Li Qing, Li Shao-ying, Hu Dong-gui, Sun Xiao-fang, Chen Dun-jin, Zhang Cheng, Jiang Wei-ying
Guangzhou Second People's Hospital, Guangzhou Research Institute of Obstetrics and Gynecology, Guangzhou 510150, China.
Beijing Da Xue Xue Bao Yi Xue Ban. 2006 Feb 18;38(1):53-6.
Duchenne and Becker muscular dystrophy (DMD/BMD) is an X-linked lethal recessive disease caused by mutations in the dystrophy gene. There is no efficient treatment for this serious and disabling disease. We established a combination method to detect carriers and perform prenatal diagnosis.
In our study, from 1994 to 2005, using a different combination of 5 methods, including SRY gene amplification, multiplex PCR, multiplex Fluorescence PCR capillary electrophoresis, multiplex ligation-dependent probe amplification (MLPA) and linkage analysis of short tandem repeats (STR), 36 prenatal diagnosis were performed for pregnancies at risk of having a DMD/BMD baby through amniocentesis.
Fourteen out of 21 male fetuses were found to be affected and respective pregnancies were terminated. A combined diagnostic rate of 83% was achieved for 30 cases with deletions, duplications, and non-deletion mutations after tested by more than one method.
Using a combined method, we can diagnoses patients and carriers in DMD families, and perform prenatal diagnosis for the risk fetus. MLPA provides a simple, rapid and accurate method for deletions and duplications of all the 79 DMD exons. MLPA method for DMD diagnosis is the first report in our country.
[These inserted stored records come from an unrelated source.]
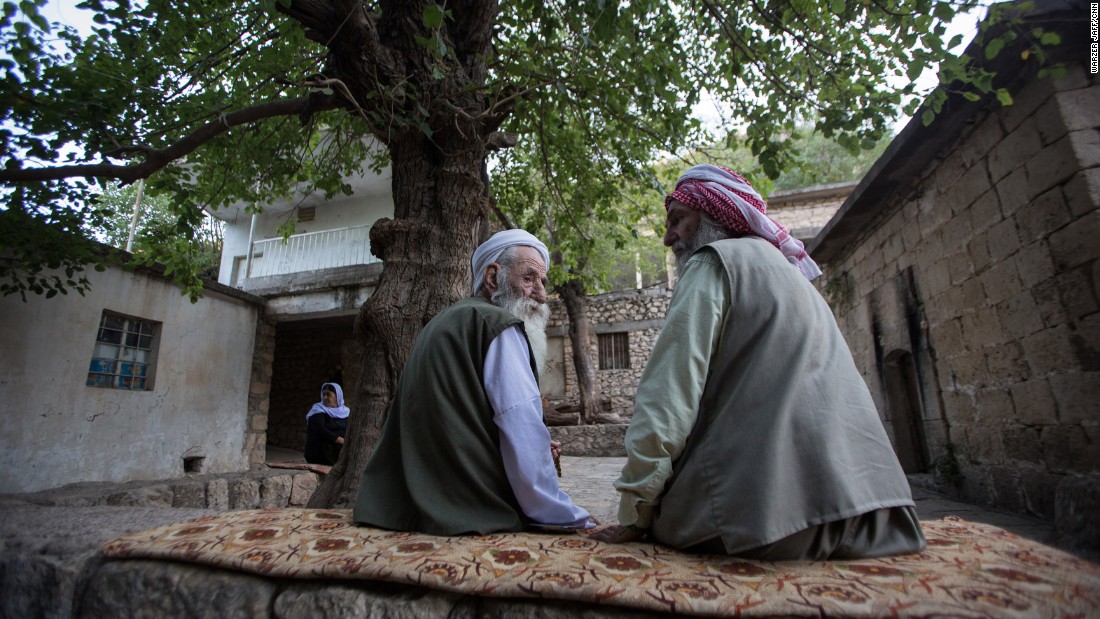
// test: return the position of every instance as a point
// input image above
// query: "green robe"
(437, 467)
(751, 421)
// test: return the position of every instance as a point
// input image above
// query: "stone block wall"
(255, 441)
(1001, 234)
(639, 313)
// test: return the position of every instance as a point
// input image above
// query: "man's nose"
(539, 293)
(670, 238)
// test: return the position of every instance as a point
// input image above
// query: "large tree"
(218, 101)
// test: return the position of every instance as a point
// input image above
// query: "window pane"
(114, 322)
(123, 354)
(110, 336)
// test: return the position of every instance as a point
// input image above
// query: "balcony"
(304, 253)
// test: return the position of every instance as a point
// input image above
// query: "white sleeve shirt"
(525, 441)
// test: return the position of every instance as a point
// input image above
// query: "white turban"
(490, 252)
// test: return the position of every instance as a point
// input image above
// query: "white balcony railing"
(312, 251)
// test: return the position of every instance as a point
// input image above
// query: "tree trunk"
(425, 251)
(572, 295)
(435, 117)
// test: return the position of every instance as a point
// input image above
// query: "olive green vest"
(437, 467)
(787, 434)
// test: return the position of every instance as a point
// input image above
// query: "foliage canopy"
(218, 102)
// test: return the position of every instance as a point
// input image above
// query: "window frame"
(123, 356)
(614, 350)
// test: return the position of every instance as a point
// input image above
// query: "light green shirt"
(672, 384)
(751, 420)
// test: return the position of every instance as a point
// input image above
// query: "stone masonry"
(982, 269)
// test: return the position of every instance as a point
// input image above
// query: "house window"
(124, 355)
(614, 351)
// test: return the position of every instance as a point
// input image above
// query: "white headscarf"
(339, 411)
(490, 252)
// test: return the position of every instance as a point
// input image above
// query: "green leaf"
(1051, 39)
(432, 17)
(993, 47)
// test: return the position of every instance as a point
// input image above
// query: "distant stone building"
(964, 272)
(624, 324)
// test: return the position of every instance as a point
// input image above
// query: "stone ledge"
(249, 489)
(595, 441)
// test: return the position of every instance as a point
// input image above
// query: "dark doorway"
(308, 353)
(903, 411)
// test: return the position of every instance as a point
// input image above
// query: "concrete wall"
(360, 209)
(981, 269)
(57, 430)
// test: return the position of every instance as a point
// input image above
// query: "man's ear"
(491, 277)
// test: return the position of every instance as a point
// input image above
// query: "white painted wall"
(372, 199)
(56, 430)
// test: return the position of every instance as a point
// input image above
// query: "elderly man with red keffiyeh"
(754, 433)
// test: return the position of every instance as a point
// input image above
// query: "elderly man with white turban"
(464, 449)
(754, 433)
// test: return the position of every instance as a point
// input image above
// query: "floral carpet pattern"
(969, 570)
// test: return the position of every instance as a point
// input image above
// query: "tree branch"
(157, 158)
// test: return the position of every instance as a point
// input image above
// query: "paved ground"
(589, 482)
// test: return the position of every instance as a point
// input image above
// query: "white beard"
(707, 232)
(535, 316)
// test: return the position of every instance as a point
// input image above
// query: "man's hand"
(618, 534)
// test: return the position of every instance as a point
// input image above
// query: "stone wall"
(603, 440)
(980, 276)
(639, 313)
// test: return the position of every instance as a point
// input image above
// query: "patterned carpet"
(969, 570)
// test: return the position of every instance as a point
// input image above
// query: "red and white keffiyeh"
(735, 205)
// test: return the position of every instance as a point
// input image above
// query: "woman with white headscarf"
(326, 427)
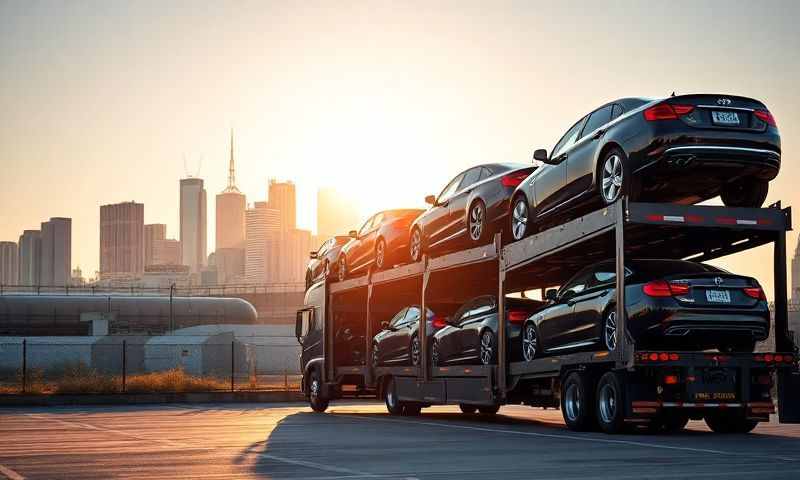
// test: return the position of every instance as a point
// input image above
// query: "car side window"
(568, 139)
(399, 318)
(450, 189)
(616, 111)
(471, 177)
(597, 119)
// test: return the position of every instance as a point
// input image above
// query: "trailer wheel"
(732, 421)
(577, 402)
(611, 403)
(315, 398)
(393, 404)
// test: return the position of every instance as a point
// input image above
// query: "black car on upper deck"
(682, 149)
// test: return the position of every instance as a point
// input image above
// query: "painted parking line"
(567, 437)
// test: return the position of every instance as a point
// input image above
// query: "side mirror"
(551, 294)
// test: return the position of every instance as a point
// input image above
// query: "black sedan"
(682, 149)
(382, 241)
(469, 210)
(671, 304)
(325, 261)
(398, 343)
(470, 336)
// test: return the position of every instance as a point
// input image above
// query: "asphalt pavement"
(359, 440)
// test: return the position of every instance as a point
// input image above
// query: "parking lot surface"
(359, 440)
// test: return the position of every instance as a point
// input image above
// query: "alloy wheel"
(487, 349)
(416, 245)
(610, 330)
(415, 347)
(476, 215)
(530, 343)
(612, 178)
(519, 219)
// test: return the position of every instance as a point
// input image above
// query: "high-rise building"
(56, 253)
(193, 223)
(335, 214)
(261, 221)
(121, 240)
(152, 232)
(282, 197)
(9, 264)
(30, 253)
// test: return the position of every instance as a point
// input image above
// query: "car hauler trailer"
(612, 389)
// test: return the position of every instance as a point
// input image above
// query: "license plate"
(718, 296)
(725, 118)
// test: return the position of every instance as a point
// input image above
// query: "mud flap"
(789, 397)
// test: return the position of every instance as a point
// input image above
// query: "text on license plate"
(727, 118)
(719, 296)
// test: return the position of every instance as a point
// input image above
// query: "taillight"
(666, 111)
(662, 288)
(516, 316)
(755, 292)
(514, 179)
(765, 117)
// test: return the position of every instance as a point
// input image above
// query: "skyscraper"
(56, 253)
(335, 214)
(282, 198)
(193, 223)
(9, 264)
(152, 232)
(121, 240)
(261, 222)
(30, 252)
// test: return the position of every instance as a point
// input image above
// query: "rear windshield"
(663, 268)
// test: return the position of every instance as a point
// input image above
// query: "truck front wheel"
(315, 397)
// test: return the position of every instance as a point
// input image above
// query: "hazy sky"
(100, 101)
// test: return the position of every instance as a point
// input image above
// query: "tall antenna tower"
(231, 173)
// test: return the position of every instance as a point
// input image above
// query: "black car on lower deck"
(682, 149)
(470, 336)
(672, 304)
(468, 211)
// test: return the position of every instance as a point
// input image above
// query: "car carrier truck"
(612, 390)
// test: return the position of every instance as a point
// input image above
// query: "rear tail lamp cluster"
(663, 288)
(774, 358)
(765, 117)
(666, 111)
(514, 179)
(659, 357)
(517, 317)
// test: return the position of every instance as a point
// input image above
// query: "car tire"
(610, 403)
(415, 245)
(614, 178)
(748, 192)
(530, 342)
(577, 402)
(393, 404)
(315, 396)
(414, 351)
(487, 350)
(519, 219)
(380, 254)
(477, 223)
(342, 269)
(730, 421)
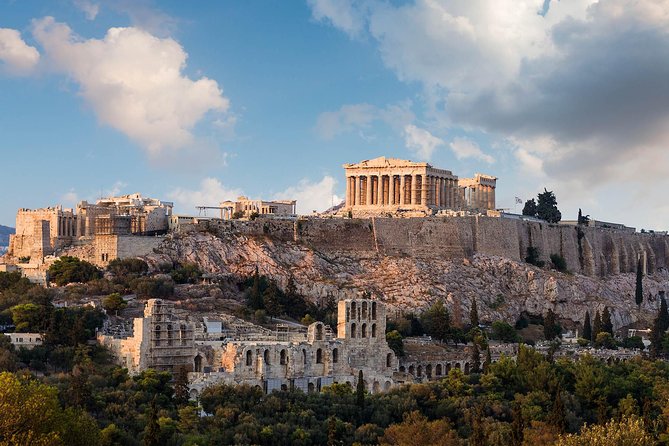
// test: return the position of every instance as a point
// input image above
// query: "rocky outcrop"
(504, 287)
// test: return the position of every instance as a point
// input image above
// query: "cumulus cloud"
(421, 142)
(312, 196)
(16, 56)
(466, 148)
(134, 83)
(583, 84)
(351, 117)
(210, 193)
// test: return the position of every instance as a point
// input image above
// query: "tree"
(360, 392)
(552, 329)
(597, 325)
(607, 325)
(587, 328)
(69, 269)
(474, 315)
(530, 208)
(395, 342)
(547, 207)
(638, 294)
(663, 315)
(114, 303)
(436, 321)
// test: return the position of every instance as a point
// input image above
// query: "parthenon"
(390, 184)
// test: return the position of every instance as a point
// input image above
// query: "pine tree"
(663, 315)
(607, 325)
(474, 315)
(587, 328)
(596, 326)
(639, 284)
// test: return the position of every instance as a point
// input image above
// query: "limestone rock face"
(503, 287)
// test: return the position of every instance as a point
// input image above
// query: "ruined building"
(389, 185)
(308, 361)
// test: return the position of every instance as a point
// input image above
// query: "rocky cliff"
(412, 262)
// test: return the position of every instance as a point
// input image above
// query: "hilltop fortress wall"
(590, 251)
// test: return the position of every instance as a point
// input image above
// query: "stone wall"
(590, 251)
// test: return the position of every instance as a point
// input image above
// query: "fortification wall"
(590, 251)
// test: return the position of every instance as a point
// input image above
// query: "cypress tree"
(663, 315)
(474, 315)
(639, 284)
(596, 326)
(607, 325)
(587, 327)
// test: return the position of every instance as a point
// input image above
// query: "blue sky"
(196, 102)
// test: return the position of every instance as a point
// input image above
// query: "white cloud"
(421, 142)
(343, 14)
(351, 117)
(16, 56)
(90, 9)
(210, 193)
(134, 83)
(312, 196)
(466, 148)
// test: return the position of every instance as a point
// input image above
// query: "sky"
(199, 102)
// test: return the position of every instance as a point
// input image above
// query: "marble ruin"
(390, 185)
(245, 207)
(272, 360)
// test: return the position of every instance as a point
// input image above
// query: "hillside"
(504, 287)
(5, 232)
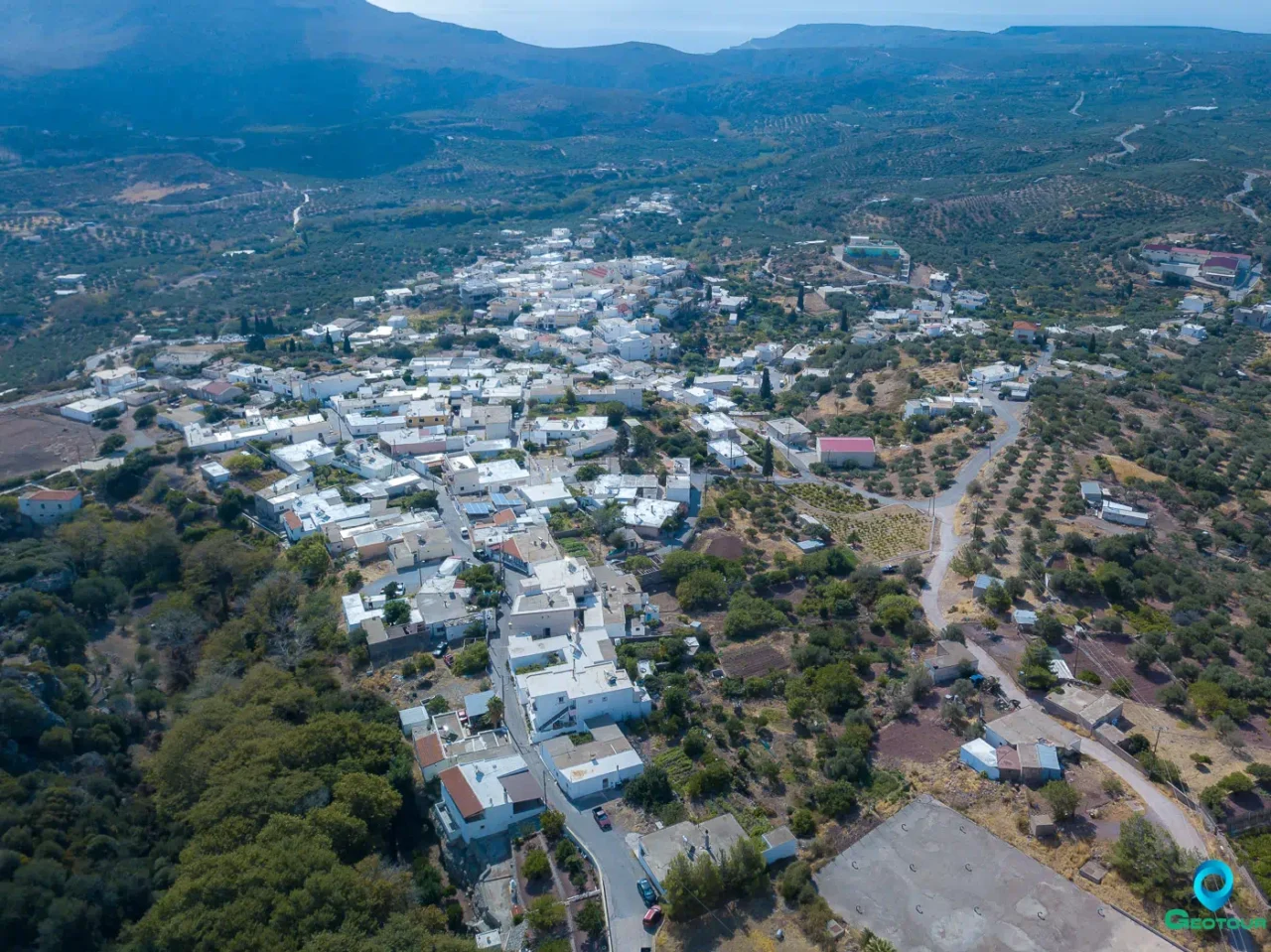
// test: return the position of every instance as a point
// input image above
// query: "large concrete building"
(929, 879)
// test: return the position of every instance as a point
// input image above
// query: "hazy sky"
(704, 26)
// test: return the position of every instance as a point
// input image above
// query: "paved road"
(1166, 810)
(618, 866)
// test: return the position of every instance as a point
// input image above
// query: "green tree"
(552, 823)
(591, 919)
(702, 589)
(1148, 858)
(536, 866)
(397, 612)
(545, 914)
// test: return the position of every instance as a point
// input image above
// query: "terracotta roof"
(54, 494)
(521, 787)
(461, 792)
(845, 444)
(427, 748)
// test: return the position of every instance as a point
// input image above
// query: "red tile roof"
(521, 787)
(461, 792)
(845, 444)
(427, 748)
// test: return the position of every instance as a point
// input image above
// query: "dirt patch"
(752, 660)
(32, 441)
(741, 927)
(725, 545)
(141, 192)
(917, 736)
(1180, 740)
(1124, 470)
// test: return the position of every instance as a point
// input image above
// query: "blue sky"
(704, 26)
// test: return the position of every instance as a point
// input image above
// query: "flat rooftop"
(929, 879)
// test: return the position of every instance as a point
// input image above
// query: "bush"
(397, 612)
(545, 912)
(649, 789)
(797, 876)
(694, 743)
(712, 779)
(472, 660)
(591, 919)
(702, 589)
(802, 823)
(536, 866)
(835, 799)
(1062, 798)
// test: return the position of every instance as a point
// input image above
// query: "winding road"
(1161, 806)
(1126, 146)
(295, 213)
(1249, 178)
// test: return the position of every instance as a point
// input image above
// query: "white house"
(108, 383)
(1122, 515)
(842, 450)
(559, 699)
(729, 454)
(604, 762)
(91, 408)
(486, 797)
(48, 506)
(544, 614)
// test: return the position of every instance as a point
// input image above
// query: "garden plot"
(753, 660)
(827, 498)
(885, 533)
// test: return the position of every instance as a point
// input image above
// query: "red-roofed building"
(1025, 331)
(48, 506)
(838, 452)
(1214, 267)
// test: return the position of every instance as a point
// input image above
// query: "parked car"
(645, 891)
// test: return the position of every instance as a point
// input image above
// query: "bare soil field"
(32, 441)
(918, 736)
(752, 660)
(725, 545)
(743, 927)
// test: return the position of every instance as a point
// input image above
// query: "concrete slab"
(929, 880)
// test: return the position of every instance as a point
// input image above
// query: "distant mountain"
(811, 36)
(201, 67)
(331, 77)
(831, 36)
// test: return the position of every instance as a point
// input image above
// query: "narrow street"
(614, 858)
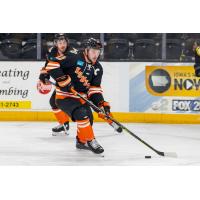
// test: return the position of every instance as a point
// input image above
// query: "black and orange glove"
(65, 83)
(44, 76)
(106, 108)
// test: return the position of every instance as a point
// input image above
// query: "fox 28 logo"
(186, 105)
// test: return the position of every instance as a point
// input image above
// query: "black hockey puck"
(119, 130)
(147, 157)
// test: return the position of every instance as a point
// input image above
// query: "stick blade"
(170, 154)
杜兴氏和贝克氏肌营养不良症(DMD/BMD)是一种由肌营养不良基因的突变引起的X连锁致死性隐性疾病。对于这种严重且致残的疾病,尚无有效的治疗方法。我们建立了一种联合方法来检测携带者并进行产前诊断。
在我们的研究中,从1994年至2005年,使用包括SRY基因扩增、多重PCR、多重荧光PCR毛细管电泳、多重连接依赖性探针扩增(MLPA)和短串联重复序列(STR)连锁分析这5种方法的不同组合,通过羊膜穿刺术对有生育DMD/BMD患儿风险的妊娠进行了36次产前诊断。
21例男性胎儿中有14例被发现患病,相应妊娠被终止。通过一种以上方法检测后,30例存在缺失、重复和非缺失突变的病例的联合诊断率达到了83%。
使用联合方法,我们能够诊断DMD家族中的患者和携带者,并对有风险的胎儿进行产前诊断。MLPA为所有79个DMD外显子的缺失和重复提供了一种简单、快速且准确的方法。MLPA用于DMD诊断的方法在我国为首报。